Une alerte cruciale sur les violences sexuelles au Mali
Dans un contexte persistant d’insécurité et de mouvements de population forcés au centre et au nord du Mali, les femmes et les filles sont confrontées à une vulnérabilité croissante face aux violences sexistes, selon une récente mise en garde d’une agence des Nations Unies.
Les conclusions d’une enquête menée en mai par l’UNFPA, l’agence onusienne dédiée à la santé sexuelle et reproductive, révèlent une augmentation alarmante des violences sexuelles au Mali. Cette recrudescence est particulièrement marquée au sein des camps de déplacés internes et des zones de conflit, où des actes d’exploitation sexuelle, de harcèlement et de mariages forcés ont été documentés.
Cette fragilité s’inscrit dans une situation humanitaire jugée « critique » au cœur du Sahel central. Les femmes et les jeunes filles y subissent non seulement un risque élevé de violences sexuelles, mais se trouvent également privées d’un accès suffisant aux services essentiels de santé sexuelle et reproductive (SSR).
Le mois de mai 2025 a été caractérisé par une escalade de la violence armée, principalement dans les régions de Tombouctou, Gao, Mopti et Ménaka. L’UNFPA souligne que la multiplication des attaques par des groupes armés a entraîné de nouvelles vagues de déplacements massifs de populations.
L’accès aux services de santé : une urgence critique
Le nombre de personnes déplacées internes au Mali a grimpé à près de 380 000, marquant une augmentation de près de 15 % par rapport aux 330 000 recensées en mai 2024. L’UNFPA insiste sur le fait que « les femmes et les filles se trouvent au cœur de ces vulnérabilités, subissant de manière disproportionnée les conséquences de cette insécurité et de la crise humanitaire ».
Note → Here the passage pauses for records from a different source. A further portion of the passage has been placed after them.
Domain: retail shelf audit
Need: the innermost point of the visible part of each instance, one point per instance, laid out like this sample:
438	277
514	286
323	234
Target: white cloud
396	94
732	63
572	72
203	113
Parmi les 6,4 millions d’individus nécessitant une aide humanitaire, plus de la moitié sont des femmes et des filles. Un grand nombre d’entre elles vivent dans des régions où l’accès à la protection et aux services de santé est extrêmement restreint, une situation alarmante selon l’agence onusienne.
Actuellement, moins d’un quart des infrastructures sanitaires situées dans les zones affectées par la crise sont en mesure d’offrir des soins complets en matière de santé sexuelle et reproductive (SSR) ou un soutien adapté aux survivantes de violences basées sur le genre. À l’échelle nationale, près de la moitié des services spécialisés dans ces domaines demeurent inopérants. Les régions les plus touchées par ces fermetures sont Gao (76%), Ménaka (77%), Mopti (56%) et Tombouctou (80%).
Face à cette situation, les équipes de l’UNFPA redoublent d’efforts pour intensifier leur réponse humanitaire. Elles apportent un soutien crucial à 86 établissements de santé, créent six espaces sécurisés dédiés aux femmes et aux filles, et opèrent sept centres à guichet unique dans les zones les plus affectées du centre et du nord du pays, notamment Ségou, Mopti, Gao, Tombouctou et Ménaka.
Durant le seul mois de mai, les unités sanitaires mobiles ont prodigué des services essentiels de santé sexuelle et reproductive ainsi que de lutte contre les violences liées au genre à près de 3 000 personnes dans les camps de déplacés, dont 80 % étaient des femmes et des jeunes filles. Des sage-femmes ont assuré des suivis prénatals et postnatals, ainsi que des accouchements, tandis que des kits de dignité et des fournitures de santé reproductive ont été distribués dans les zones touchées par les conflits et les inondations.
Au total, près de 900 000 femmes et filles à travers le Mali sont la cible de programmes de santé reproductive ou de lutte contre les violences sexuelles.
Un déficit de financement « colossal » menace l’aide au Mali
Malgré l’ampleur des besoins, l’action humanitaire demeure sévèrement sous-financée. L’appel de fonds lancé cette année, d’un montant de 16,5 millions de dollars américains, n’a malheureusement récolté que 2,9 millions de dollars. Les équipes de l’UNFPA sont ainsi confrontées à un « déficit colossal de 13,5 millions de dollars », ce qui compromet leur capacité à venir en aide à des milliers de femmes et de filles en détresse.
Sans un apport financier « supplémentaire et urgent », la portée et la pérennité des programmes vitaux de lutte contre les violences sexuelles et de fourniture de services de santé reproductive au Mali sont gravement menacées.